We present here a neural networks method designed to predict biological activity based on a local representation of the ligand. The compounds of the series are represented by a vector mapping for each of four substituent properties: volume, log P, dipole moment and a simple ‘steric’ parameter relating to its shape. This ligand representation was tested using neural networks on a set of 42 cyclic-urea derivatives, inhibiting HIV-1 protease. The leave-one-out cross-validation using all descriptors in the input gave a correlation factor between prediction and experiment of 0.76 for the overall set and 0.88 when three outliers were left out. To rank the significance of the four descriptors, we further tested all combinations of two and three parameters for each substituent, using two disjunctive testing sets of five inhibitors. In these sets, vectors with extreme descriptor values were used either in the training or the testing set (sets A and B, respectively). The method is a very good interpolator (set A, 95 ± 2% accuracy) but a less effective extrapolator (set B, 85 ± 2% accuracy).

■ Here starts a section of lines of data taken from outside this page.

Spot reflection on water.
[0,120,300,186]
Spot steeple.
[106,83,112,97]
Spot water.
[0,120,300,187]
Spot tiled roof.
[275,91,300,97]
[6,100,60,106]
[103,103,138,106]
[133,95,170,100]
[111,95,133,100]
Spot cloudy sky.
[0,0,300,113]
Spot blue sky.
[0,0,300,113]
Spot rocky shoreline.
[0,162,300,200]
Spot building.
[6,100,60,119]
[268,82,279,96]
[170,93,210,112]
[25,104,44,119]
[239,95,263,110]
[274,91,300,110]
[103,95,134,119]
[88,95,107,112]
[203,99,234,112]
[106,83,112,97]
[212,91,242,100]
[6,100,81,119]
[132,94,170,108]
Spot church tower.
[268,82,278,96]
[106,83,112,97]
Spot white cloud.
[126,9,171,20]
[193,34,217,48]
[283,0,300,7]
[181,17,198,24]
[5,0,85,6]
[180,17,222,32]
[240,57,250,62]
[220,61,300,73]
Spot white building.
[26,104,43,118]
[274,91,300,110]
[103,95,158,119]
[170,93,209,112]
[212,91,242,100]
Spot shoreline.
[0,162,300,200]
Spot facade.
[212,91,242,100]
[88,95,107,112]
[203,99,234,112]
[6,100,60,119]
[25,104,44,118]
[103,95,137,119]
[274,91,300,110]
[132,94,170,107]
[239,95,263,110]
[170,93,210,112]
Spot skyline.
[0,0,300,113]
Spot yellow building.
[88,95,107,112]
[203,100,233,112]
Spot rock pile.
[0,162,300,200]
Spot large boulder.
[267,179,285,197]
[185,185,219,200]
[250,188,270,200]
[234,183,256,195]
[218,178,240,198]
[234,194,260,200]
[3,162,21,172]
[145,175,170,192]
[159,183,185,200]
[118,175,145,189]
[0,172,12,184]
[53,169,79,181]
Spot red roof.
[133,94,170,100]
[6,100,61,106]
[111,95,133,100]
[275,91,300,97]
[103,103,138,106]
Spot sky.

Generally, the combinations including the ‘steric’ parameter predict better than average, while those containing the volume are less effective. The best prediction, 98.8 ± 1.2%, was obtained when log P, the dipole and the steric parameter were used on set A. At the opposite end, the lowest ranked descriptor set was obtained when replacing log P with the volume, giving 92.3 ± 6.7% accuracy over the set A.